SAVAŞ BÜTÜN DÜNYADA ENFLASYONU KÖRÜKLEDİ

Salgının etkileri devam ederken, Şubat 2022’de Rusya- Ukrayna Savaşı başladı. Bütün dünyada gıda ve enerji maliyetlerinin aşırı yükselmesine neden olan savaş, özellikle gıda enflasyonunu körükledi. Türkiye’nin en büyük ticaret partneri olan Avrupa ülkelerinde ve diğer ihracat pazarlarında alım gücünü zayıflatan Rusya- Ukrayna savaşının üzerinden bir yıl geçmeden, bu sefer asrın felaketiyle sarsıldı Türkiye.


DEPREMLE BİRLİKTE KONUTA ERİŞİM ZORLAŞTI

6 Şubat 2023 tarihinde meydana gelen ve 11 ili derinden sarsan Kahramanmaraş merkezli iki büyük deprem, bir anda bütün dikkatleri Türkiye’nin güneydoğusundaki illere yönlendirdi. Büyük bir can ve mal kaybına neden olan depremin yaralarını sarmak kolay olmadı. Şimdiye kadar bölgeye 2 trilyon liranın üzerinde kaynak aktarıldı. Yeniden inşa faaliyeti için kamu ve özel sektör seferber durumda. Yıkılan yüz binlerce konutun bir anda kullanım dışı kalmasının etkisiyle Türkiye’de hem konut fiyatları hem kiralar 3-5 katına çıktı. Ekonominin bir anda karşı karşıya kaldığı bu şokun fiyatlar üzerindeki etkisi sürüyor. Türkiye bu zorlukların üstesinden faizleri düşük tutarak gelebildi.
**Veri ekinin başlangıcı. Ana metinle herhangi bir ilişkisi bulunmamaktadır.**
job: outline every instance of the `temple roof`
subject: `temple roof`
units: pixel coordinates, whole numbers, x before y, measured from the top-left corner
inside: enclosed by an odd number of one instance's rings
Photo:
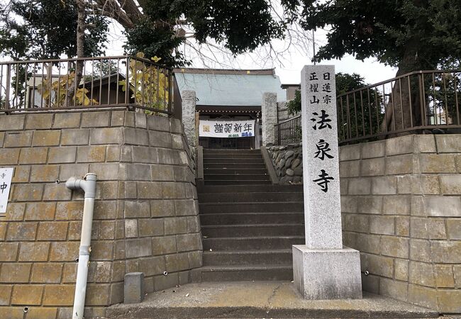
[[[197,106],[260,106],[265,92],[277,93],[278,101],[286,100],[274,69],[178,69],[174,74],[179,91],[196,91]]]

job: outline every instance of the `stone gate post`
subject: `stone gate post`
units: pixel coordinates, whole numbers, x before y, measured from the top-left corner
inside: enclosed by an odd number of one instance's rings
[[[343,246],[335,69],[301,74],[306,245],[293,246],[294,284],[306,299],[361,298],[360,252]]]

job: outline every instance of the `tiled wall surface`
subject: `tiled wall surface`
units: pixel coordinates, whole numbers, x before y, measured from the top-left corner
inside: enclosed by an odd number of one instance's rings
[[[344,245],[363,288],[461,313],[461,135],[340,147]]]
[[[98,176],[86,317],[123,301],[123,276],[147,292],[184,284],[201,264],[194,172],[178,120],[125,111],[0,116],[0,167],[15,167],[0,218],[0,318],[68,318],[83,194]],[[164,272],[168,274],[165,276]]]

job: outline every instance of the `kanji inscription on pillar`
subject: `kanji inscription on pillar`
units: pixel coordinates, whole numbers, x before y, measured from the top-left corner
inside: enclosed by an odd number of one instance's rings
[[[13,168],[0,168],[0,214],[6,213]]]
[[[304,67],[301,88],[306,245],[341,249],[334,66]]]

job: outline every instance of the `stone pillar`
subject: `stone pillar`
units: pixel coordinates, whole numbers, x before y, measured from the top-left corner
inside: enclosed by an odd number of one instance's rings
[[[274,125],[277,124],[277,93],[265,92],[261,103],[262,145],[275,143]]]
[[[184,125],[184,133],[187,137],[189,146],[195,147],[199,143],[196,139],[195,126],[195,106],[196,96],[195,91],[182,91],[182,123]]]
[[[293,246],[306,299],[361,298],[360,252],[343,247],[334,66],[301,74],[306,245]]]

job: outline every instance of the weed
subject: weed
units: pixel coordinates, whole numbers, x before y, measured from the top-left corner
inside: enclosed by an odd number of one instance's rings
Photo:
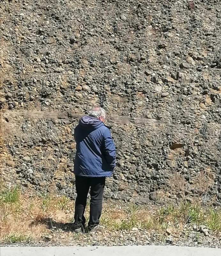
[[[0,194],[0,201],[7,204],[13,204],[18,201],[19,193],[17,187],[4,190]]]
[[[179,198],[185,198],[185,192],[187,186],[187,181],[183,175],[176,172],[170,181],[171,187]]]
[[[58,198],[58,204],[59,209],[61,210],[65,210],[70,202],[69,198],[66,196],[62,196]]]
[[[31,240],[30,237],[22,235],[11,233],[6,236],[4,241],[7,244],[17,244],[20,243],[28,242]]]

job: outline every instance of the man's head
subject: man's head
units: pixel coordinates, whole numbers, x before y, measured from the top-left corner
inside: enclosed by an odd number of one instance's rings
[[[96,107],[94,108],[89,112],[88,115],[89,116],[96,117],[103,122],[106,117],[106,112],[102,108]]]

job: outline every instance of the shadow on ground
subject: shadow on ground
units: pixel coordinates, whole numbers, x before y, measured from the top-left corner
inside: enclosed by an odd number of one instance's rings
[[[37,225],[40,223],[45,225],[49,229],[52,230],[60,229],[63,231],[70,232],[73,231],[74,230],[72,222],[63,223],[57,222],[51,218],[36,218],[35,220],[32,221],[30,226]]]

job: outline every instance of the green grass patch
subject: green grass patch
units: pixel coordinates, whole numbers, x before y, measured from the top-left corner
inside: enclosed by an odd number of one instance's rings
[[[31,240],[30,236],[12,233],[6,236],[4,239],[4,242],[8,244],[11,244],[27,243]]]
[[[19,188],[15,187],[8,190],[4,190],[0,194],[0,201],[7,204],[14,204],[19,200]]]

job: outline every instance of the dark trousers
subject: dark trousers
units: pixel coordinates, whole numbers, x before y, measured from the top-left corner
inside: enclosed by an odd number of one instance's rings
[[[105,180],[105,177],[88,178],[75,175],[77,197],[75,204],[74,224],[76,227],[85,226],[86,220],[84,214],[90,187],[91,199],[88,228],[90,229],[99,224]]]

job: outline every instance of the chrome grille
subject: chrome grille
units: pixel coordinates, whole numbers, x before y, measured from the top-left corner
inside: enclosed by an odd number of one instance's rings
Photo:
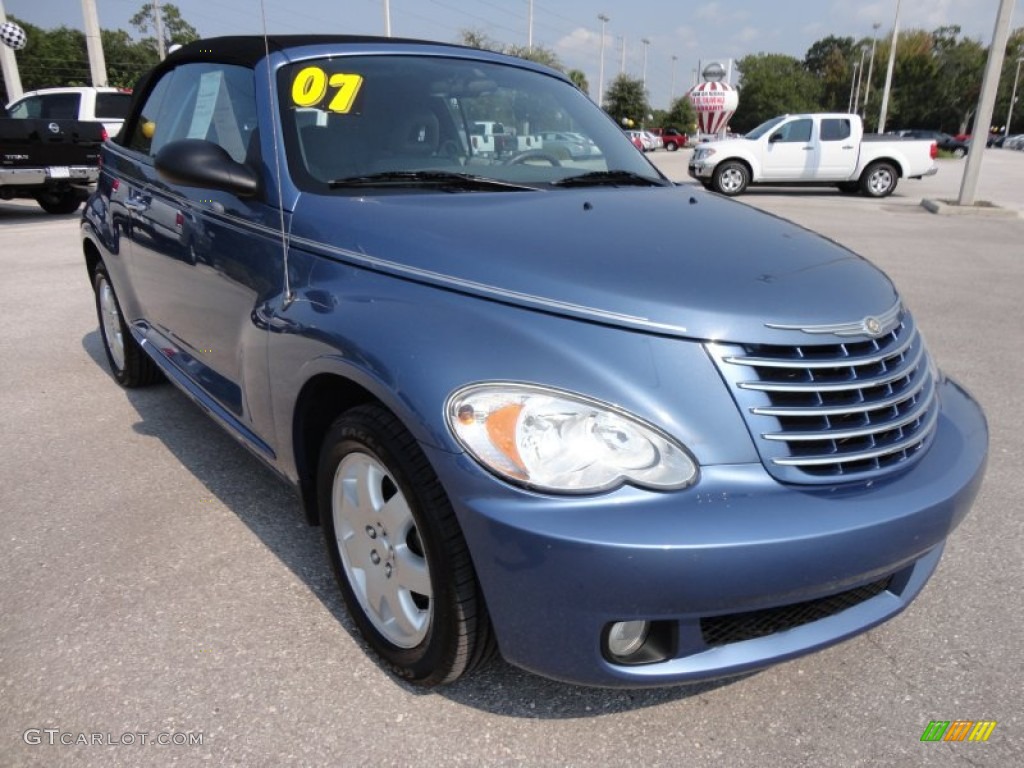
[[[908,313],[878,339],[708,349],[778,479],[835,482],[905,466],[935,431],[936,373]]]

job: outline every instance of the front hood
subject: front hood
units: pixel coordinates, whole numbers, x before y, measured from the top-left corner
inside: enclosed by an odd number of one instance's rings
[[[810,337],[766,324],[858,322],[897,301],[851,251],[692,187],[305,194],[291,234],[467,294],[709,340],[799,343]]]

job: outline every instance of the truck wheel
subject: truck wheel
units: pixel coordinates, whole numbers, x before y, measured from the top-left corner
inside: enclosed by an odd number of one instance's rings
[[[451,682],[495,650],[455,512],[416,439],[359,406],[324,438],[321,524],[348,611],[394,673]]]
[[[36,196],[39,207],[47,213],[75,213],[82,205],[82,200],[74,189],[63,191],[40,193]]]
[[[743,191],[750,181],[751,174],[746,170],[746,166],[734,160],[727,160],[719,164],[715,169],[715,175],[712,176],[712,185],[715,191],[730,198]]]
[[[106,361],[118,384],[131,389],[163,380],[164,375],[157,364],[128,331],[111,278],[102,264],[96,267],[92,275],[92,287],[96,293],[96,315],[99,318],[99,332],[103,337],[103,351],[106,352]]]
[[[872,163],[860,177],[860,189],[869,198],[886,198],[893,194],[899,175],[889,163]]]

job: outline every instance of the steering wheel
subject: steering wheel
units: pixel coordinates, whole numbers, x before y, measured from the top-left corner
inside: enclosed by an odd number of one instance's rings
[[[505,165],[522,165],[530,160],[543,160],[546,163],[551,163],[555,168],[561,168],[561,161],[558,160],[551,153],[544,152],[543,150],[527,150],[526,152],[521,152],[518,155],[513,155],[511,158],[505,161]]]

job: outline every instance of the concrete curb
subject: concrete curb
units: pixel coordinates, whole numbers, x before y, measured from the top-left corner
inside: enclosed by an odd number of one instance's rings
[[[971,206],[962,206],[954,200],[932,200],[925,198],[921,201],[922,207],[939,216],[1004,216],[1017,217],[1017,211],[1011,208],[1001,208],[994,203],[981,200]]]

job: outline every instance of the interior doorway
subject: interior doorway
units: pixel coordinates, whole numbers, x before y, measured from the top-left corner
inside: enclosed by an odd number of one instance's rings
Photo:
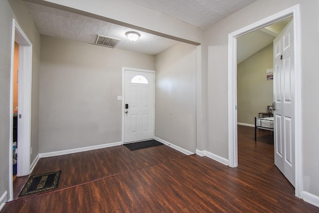
[[[18,45],[18,75],[14,71],[14,44]],[[12,19],[11,74],[10,88],[10,133],[9,138],[9,201],[13,199],[13,159],[14,113],[17,117],[18,148],[15,153],[17,155],[16,174],[18,177],[30,173],[30,155],[31,153],[31,88],[32,74],[32,43],[15,21]],[[17,109],[13,104],[14,77],[18,76]],[[14,109],[17,109],[15,111]]]
[[[294,54],[295,73],[294,82],[295,85],[295,117],[296,124],[295,131],[296,187],[295,195],[301,196],[302,189],[302,169],[301,149],[301,27],[299,5],[297,5],[285,10],[269,16],[261,21],[252,24],[229,35],[228,42],[228,153],[229,164],[230,167],[238,166],[237,148],[237,39],[240,36],[254,30],[262,28],[274,23],[293,16],[295,26]]]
11 AY ARAYLA 2 SEÇİM GÖRDÜK

Türkiye, Mayıs 2023’te Cumhurbaşkanlığı ve parlamento seçimi için sandık başına gitti. Cumhurbaşkanı Recep Tayyip Erdoğan’ın zaferiyle sonuçlanan 14 Mayıs ve 29 Mayıs seçimlerini geride bırakan Türkiye, peş peşe yaşadığı sarsıntılara rağmen üretim, istihdam ve ihracatını artırarak büyümeye devam etti. 31 Mart 2024'te de yerel yönetim seçimleri yapıldı. 2019'da da 180,8 milyar dolar olan ihracat, 2020 yılında yaşanan salgın etkisiyle 169,6 milyar dolara gerilese de, 2021 ve 2022 yıllarında salgın sonrası ortaya çıkan koşullar içinde kayıplarını telafi etti. 2021’de 225,2 milyar dolara ve 2022’te ise 254,2 milyar dolara ulaştı. 2023’te 255 milyar dolar olarak kaydedilen ihracat, 2024’ü 262 milyar dolarla kapattı.
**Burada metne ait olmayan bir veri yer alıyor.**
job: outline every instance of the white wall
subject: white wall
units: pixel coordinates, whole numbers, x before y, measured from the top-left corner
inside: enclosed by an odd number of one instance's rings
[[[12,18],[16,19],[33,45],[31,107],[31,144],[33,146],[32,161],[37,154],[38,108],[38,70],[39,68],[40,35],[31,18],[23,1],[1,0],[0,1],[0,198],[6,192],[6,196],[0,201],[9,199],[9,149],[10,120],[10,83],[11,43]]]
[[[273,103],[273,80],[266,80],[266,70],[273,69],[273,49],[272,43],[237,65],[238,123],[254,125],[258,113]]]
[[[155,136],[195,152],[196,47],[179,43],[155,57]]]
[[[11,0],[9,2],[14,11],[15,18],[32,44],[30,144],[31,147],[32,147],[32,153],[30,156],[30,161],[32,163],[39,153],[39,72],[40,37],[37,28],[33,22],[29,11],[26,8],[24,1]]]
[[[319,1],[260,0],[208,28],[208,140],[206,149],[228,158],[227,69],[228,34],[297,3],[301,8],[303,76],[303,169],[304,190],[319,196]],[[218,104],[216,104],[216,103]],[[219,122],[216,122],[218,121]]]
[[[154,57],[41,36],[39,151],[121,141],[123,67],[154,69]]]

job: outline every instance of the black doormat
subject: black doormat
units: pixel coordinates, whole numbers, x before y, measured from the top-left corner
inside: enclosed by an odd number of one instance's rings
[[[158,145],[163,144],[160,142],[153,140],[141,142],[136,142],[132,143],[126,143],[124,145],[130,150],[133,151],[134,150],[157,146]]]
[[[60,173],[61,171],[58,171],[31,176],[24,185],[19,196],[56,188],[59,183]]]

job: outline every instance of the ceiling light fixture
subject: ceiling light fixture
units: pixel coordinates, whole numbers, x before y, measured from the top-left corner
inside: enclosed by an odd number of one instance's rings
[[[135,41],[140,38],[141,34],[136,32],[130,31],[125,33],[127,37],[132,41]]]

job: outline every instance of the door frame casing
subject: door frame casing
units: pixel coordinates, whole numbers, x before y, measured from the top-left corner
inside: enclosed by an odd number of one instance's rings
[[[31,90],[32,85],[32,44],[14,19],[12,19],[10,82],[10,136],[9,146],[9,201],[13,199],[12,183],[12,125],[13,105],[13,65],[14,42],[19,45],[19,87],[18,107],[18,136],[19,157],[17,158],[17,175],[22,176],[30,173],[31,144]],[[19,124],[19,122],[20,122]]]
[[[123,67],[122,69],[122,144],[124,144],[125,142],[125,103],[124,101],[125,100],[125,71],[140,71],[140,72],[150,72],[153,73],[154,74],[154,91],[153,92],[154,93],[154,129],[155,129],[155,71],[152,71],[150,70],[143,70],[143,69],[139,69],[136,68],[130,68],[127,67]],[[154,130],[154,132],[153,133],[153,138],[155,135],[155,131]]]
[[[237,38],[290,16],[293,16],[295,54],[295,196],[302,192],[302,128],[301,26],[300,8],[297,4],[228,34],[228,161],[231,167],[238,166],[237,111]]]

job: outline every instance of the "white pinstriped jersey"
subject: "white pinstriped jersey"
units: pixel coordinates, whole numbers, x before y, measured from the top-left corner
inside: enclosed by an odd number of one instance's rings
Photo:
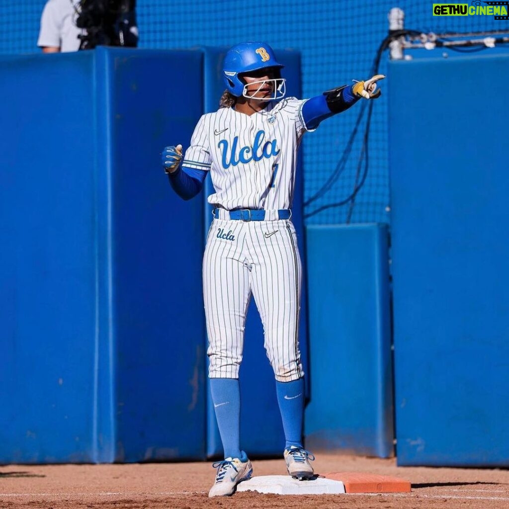
[[[210,171],[209,203],[229,210],[292,206],[306,100],[288,97],[247,115],[221,108],[200,119],[182,165]]]

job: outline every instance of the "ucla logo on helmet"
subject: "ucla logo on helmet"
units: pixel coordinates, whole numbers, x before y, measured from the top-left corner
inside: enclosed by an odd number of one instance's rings
[[[267,52],[267,50],[265,48],[258,48],[254,52],[260,55],[263,62],[266,62],[267,60],[270,60],[270,55]]]

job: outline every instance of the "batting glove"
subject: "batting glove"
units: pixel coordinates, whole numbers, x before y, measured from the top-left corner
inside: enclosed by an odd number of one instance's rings
[[[182,146],[166,147],[161,154],[161,161],[166,173],[177,171],[182,158]]]
[[[381,92],[380,89],[376,90],[377,81],[379,79],[383,79],[385,76],[383,74],[376,74],[371,79],[365,81],[357,81],[352,87],[354,94],[358,97],[364,97],[365,99],[378,99]],[[376,90],[376,92],[375,92]]]

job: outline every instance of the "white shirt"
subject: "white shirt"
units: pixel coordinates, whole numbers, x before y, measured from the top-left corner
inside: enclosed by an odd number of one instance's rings
[[[203,115],[182,165],[210,171],[215,193],[209,203],[229,210],[291,207],[297,152],[308,129],[305,100],[288,97],[247,115],[221,108]]]
[[[48,0],[41,17],[37,45],[60,47],[63,52],[77,51],[81,41],[78,36],[86,31],[76,26],[79,0]]]

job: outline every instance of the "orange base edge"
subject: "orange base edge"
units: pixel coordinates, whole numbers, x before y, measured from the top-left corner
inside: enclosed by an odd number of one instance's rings
[[[401,493],[412,491],[410,481],[390,475],[361,472],[331,472],[326,479],[341,480],[347,493]]]

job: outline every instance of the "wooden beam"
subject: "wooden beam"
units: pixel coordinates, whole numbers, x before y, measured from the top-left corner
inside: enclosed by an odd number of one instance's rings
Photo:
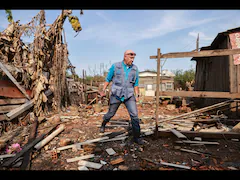
[[[16,79],[12,76],[12,74],[8,71],[8,69],[0,62],[0,68],[3,70],[3,72],[8,76],[8,78],[18,87],[18,89],[30,100],[30,97],[28,96],[27,92],[25,91],[22,86],[16,81]]]
[[[162,91],[162,96],[200,97],[200,98],[229,98],[240,97],[240,93],[217,92],[217,91]]]
[[[6,105],[6,106],[0,106],[0,113],[7,113],[13,109],[18,108],[20,105]]]
[[[228,56],[233,54],[240,54],[240,48],[167,53],[167,54],[162,54],[161,58]],[[157,59],[157,56],[150,56],[150,59]]]
[[[211,105],[211,106],[207,106],[207,107],[204,107],[204,108],[201,108],[201,109],[197,109],[195,111],[191,111],[191,112],[184,113],[184,114],[181,114],[181,115],[178,115],[178,116],[174,116],[174,117],[170,117],[170,118],[167,118],[167,119],[163,119],[163,120],[160,120],[159,122],[171,121],[173,119],[187,117],[187,116],[195,114],[195,113],[206,112],[206,111],[209,111],[209,110],[212,110],[212,109],[215,109],[215,108],[219,108],[219,107],[222,107],[222,106],[229,105],[232,102],[234,102],[234,100],[224,101],[224,102],[217,103],[217,104],[214,104],[214,105]]]
[[[13,109],[9,113],[6,114],[7,120],[10,121],[13,118],[17,117],[21,113],[25,112],[26,110],[30,109],[34,105],[34,99],[26,102],[25,104]]]
[[[240,139],[240,133],[236,132],[196,132],[196,131],[179,131],[188,138],[201,137],[203,139]],[[169,130],[158,130],[159,137],[175,136]]]
[[[23,104],[28,100],[23,99],[0,99],[0,105],[7,105],[7,104]]]
[[[155,116],[156,116],[156,133],[158,132],[158,114],[159,114],[159,81],[160,81],[160,71],[161,71],[161,51],[160,48],[158,48],[157,51],[157,92],[156,92],[156,111],[155,111]]]
[[[44,92],[46,96],[49,96],[52,94],[52,91],[48,89]],[[34,99],[31,99],[30,101],[27,101],[25,104],[20,105],[18,108],[13,109],[9,113],[6,114],[6,120],[10,121],[13,118],[17,117],[21,113],[25,112],[26,110],[30,109],[34,105]]]
[[[26,92],[31,96],[31,90],[27,89]],[[23,93],[10,80],[0,80],[0,96],[7,98],[25,98]]]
ZORLUKLARA RAĞMEN ÜRETİM, İSTİHDAM VE BÜYÜME DEVAM ETTİ

Faizlerin yüzde 8,5 seviyesine düşürüldüğü Mayıs 2023 seçimlerinden önceki süreçte enflasyon yüzde 38 seviyesinde bulunuyordu. Ekonomi 2022’de yüzde 5,5 ve 2023’te ise yüzde 4,5 oranında büyüdü. Finansmana erişimin kolay olması nedeniyle firmalar üretime devam etti. İhracatla birlikte istihdam güçlü büyümeyi sürdürdü. Dolarizasyon; Kur Korumalı Mevduat sayesinde kontrol altına alındı. TL mevduat oranları yüzde 60’ın üzerine çıktı.
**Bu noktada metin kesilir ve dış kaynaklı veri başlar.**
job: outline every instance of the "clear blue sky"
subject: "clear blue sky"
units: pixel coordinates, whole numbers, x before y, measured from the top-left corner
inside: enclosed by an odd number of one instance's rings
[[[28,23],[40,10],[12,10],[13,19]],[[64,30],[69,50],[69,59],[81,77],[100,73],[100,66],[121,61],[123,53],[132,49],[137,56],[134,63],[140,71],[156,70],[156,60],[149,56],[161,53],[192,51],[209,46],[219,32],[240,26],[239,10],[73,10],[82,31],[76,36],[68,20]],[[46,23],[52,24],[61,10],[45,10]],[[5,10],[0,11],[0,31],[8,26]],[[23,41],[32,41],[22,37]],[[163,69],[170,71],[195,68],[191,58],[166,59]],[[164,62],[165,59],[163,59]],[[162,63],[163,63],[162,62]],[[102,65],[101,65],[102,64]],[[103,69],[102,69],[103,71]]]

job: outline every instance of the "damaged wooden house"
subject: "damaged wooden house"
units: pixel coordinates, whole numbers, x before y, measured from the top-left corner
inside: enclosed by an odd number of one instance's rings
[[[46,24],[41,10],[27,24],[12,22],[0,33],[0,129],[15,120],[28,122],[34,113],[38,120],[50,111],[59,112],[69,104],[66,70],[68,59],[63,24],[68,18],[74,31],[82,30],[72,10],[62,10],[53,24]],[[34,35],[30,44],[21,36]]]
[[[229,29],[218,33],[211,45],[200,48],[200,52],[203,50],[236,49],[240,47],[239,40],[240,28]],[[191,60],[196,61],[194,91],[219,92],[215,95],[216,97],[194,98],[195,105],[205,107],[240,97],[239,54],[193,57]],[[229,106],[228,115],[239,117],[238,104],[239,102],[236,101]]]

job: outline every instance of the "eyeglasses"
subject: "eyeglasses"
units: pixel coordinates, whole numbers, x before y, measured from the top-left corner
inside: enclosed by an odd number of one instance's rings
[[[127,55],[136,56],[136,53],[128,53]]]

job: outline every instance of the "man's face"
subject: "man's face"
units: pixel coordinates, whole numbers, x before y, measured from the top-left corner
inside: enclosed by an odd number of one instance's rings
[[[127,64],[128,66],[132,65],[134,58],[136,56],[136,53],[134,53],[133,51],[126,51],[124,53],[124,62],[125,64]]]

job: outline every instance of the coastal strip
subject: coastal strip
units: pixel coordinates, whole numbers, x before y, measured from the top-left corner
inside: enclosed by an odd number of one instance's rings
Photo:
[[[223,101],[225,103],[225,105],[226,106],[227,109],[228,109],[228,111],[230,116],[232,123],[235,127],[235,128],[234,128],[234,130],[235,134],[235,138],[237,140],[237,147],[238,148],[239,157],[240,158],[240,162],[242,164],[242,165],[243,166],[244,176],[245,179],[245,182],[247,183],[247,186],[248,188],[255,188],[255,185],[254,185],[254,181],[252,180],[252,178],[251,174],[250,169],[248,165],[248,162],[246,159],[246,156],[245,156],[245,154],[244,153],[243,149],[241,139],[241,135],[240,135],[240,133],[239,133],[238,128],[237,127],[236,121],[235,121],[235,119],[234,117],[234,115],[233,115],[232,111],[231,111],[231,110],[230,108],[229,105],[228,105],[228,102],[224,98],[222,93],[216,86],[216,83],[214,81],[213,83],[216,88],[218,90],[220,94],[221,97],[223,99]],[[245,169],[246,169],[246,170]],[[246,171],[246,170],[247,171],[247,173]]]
YÜKSEK FAİZİN FATURASI AĞIR

Mayıs 2023 seçimlerinin ardından enflasyonla mücadele için para politikalarında yapılan makas değişikliği, makroekonomik göstergeleri zayıflattı. Merkez Bankası’nın faizleri yüzde 8,5’ten yüzde 50’ye çıkarmasıyla birlikte enflasyon Mayıs 2024’te yüzde 75,45’e fırladı. 2024’ü yüzde 44,4 enflasyonla kapatsak da bu oran, başlangıçta konulan hedeflerin çok üzerinde kaldı. Türkiye’nin yeniden yüksek faiz döngüsüne sokulduğu tarihlerde Merkez Bankası’nın 2024 yıl sonu için enflasyon tahmini yüzde 36’ydı.


YATIRIM VE ÜRETİM HIZ KESTI

Yüksek faize rağmen hedefin üzerinde kalan enflasyonun etkisiyle orta ve dar gelir gruplarının alım gücü azaldı. Türkiye’nin büyüme hızı yavaşladı. 2024 büyümesinin yüzde 3,5 civarında olması bekleniyor. Bu oran, Türkiye’nin potansiyelini karşılamaktan uzak bir seviye. Yeni yatırım yapmak zorlaştı. Vatandaşın ve şirketlerin krediye uluşması imkânsıza yakın bir hale geldi. İşletme kredilerinin yıllık maliyeti uzun bir süredir yüzde 55 civarında seyrediyor. Özellikli sanayiciyi zor durumda bırakan yüksek faiz maliyeti, üretimi de sınırladı. Paraya ihtiyacı olan şirketlerin, karlarının büyük bir kısmının faize gitmesine neden oldu.


İSTİHDAM VE İHRACATTA OLUMLU TABLO

Yüksek faizle geçirilen 2024’te büyük kayıp yaşanmayan iki alan istihdam ve ihracat oldu. Aralık 2023 itibarıyla 31 milyon 867 bin kişi olan resmi çalışan sayısı, Kasım 2024’te 32 milyon 748 bin kişiye yükseldi. Geçen yılın 11 aylık döneminde istihdam edilen kişi sayısı 881 bin kişi arttı. Her şeye rağmen ihracat, geçen yıl yüzde 2,5 büyüme ile 256 milyar dolardan 262 milyar dolara yükseldi.